Did you get the C6 code with the second failure?  Or did it just switch to LP with no code?

C6 is clearly a heater element fault, but switching without a fault says loss of 120v power at the circuit board monitoring point.  Test the 120v input wires at the back of the fridge to verify power is actually reaching it. Make sure the breaker for the fridge 120vac circuit is on and there is power at the outlet behind the fridge.
If you don't have the 982 service manual, download a copy at http://rvrefrigeratorrepair.com/wp-content/uploads/2016/08/Norcold-Service-900-9100.pdf
 
I got a C6 code the first time, checked the manual and ordered a new element.

After I replaced the element, the fridge started up and ran. I checked it at about the four hour mark and it was running fine. The next day it had again failed, switched over to LP, and was showing the C6 error once again. Shut everything down for 24 hours, checked the element and it checked out per specs.

When running, internal control information shows 120v AC, 13.4 volts DC, but only shows 1.5 amps ac heater current draw (specs show 2.7-2.9)
 
Simple test.  Plug an electric clock into the same plug as the refrigerator.  (Several things in our RV run on the inverter/charger circuit and if it shuts off for any reason they go dead.) I?ve worked on others that have been the same way. So I think that?s kind of standard for motorhome)

Check and clean every connector on the control board, even the fuse(s).

Make sure the wired going to the element are not corroded or able to short out.
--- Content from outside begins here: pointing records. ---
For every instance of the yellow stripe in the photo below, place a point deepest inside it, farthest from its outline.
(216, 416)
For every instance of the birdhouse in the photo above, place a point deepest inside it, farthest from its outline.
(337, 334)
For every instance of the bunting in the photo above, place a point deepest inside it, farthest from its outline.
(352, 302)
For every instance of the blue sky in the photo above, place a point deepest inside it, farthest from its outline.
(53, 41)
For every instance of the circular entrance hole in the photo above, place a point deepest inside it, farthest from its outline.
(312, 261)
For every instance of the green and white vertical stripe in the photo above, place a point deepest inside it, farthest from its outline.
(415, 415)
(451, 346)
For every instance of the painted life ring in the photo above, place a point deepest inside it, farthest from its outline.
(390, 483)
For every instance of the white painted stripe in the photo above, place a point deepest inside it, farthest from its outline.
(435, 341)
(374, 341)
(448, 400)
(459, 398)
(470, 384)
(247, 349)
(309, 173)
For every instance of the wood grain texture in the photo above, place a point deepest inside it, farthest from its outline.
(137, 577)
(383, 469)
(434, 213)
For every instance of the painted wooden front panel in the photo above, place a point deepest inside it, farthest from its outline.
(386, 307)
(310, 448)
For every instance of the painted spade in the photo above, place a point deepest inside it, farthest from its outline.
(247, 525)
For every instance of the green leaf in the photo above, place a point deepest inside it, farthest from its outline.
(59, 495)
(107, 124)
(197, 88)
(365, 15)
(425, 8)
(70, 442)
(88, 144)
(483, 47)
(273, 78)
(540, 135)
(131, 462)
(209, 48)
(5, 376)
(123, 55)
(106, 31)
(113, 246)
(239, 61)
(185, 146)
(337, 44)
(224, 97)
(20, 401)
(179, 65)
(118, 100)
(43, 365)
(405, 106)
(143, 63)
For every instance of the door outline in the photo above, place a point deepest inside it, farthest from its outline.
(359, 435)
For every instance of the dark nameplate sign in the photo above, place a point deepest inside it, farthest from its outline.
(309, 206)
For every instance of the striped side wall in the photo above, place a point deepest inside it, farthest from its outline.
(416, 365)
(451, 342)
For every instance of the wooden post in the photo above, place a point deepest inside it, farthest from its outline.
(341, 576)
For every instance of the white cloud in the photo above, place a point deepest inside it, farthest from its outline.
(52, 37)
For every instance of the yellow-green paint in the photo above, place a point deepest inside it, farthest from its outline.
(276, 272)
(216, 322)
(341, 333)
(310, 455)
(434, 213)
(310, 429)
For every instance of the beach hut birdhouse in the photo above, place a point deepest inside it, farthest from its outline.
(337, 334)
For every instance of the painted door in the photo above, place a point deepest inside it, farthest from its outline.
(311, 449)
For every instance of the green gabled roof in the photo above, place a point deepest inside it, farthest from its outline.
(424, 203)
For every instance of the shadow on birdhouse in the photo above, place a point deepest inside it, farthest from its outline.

A bad thermistor might cause this.  It happened to me when I was trying different prototypes of snip-the-tip thermistors.  When the refer went into defrost mode the thermistor did not show a rise in temp within x amount of time and the box just shut down.  No error code, just off.
 
Gary RV_Wizard said:
The clock test is a good way to determine if power gets lost on the fridge circuit at any time. Try it.

Gary,

Other than a loss of AC/Shore power, say from a bad outlet/power cord, etc., how would the fridge be losing 120V power?
 
Loose wire anywhere in the fridge circuit anywhere from the load center breaker to the outlet, faulty power cord from outlet to the fridge circuit board,  or anywhere between the shore cord plug and the RV's load center (all 120v power in RV lost in that case).
 
I fixed an issue with NorCold 962 installed in my new to me ?98 HR Endeavor Gas.  The PO?s son mixed up some chum for shark fishing and left it in the freezer, power cycled and the refrigerator shut off.  Mom was pissed and I got a good deal on a low mileage rather smelly coach.
After several attempts to defunk the unit I ended up pulling it out and installing a new Haier 9.8 cubic foot refrigerator freezer I got on sale at Lowe?s for $450. It is slightly smaller and fit in the original location with minimal modification. Power was supplied by plugging it into the ice maker receptacle.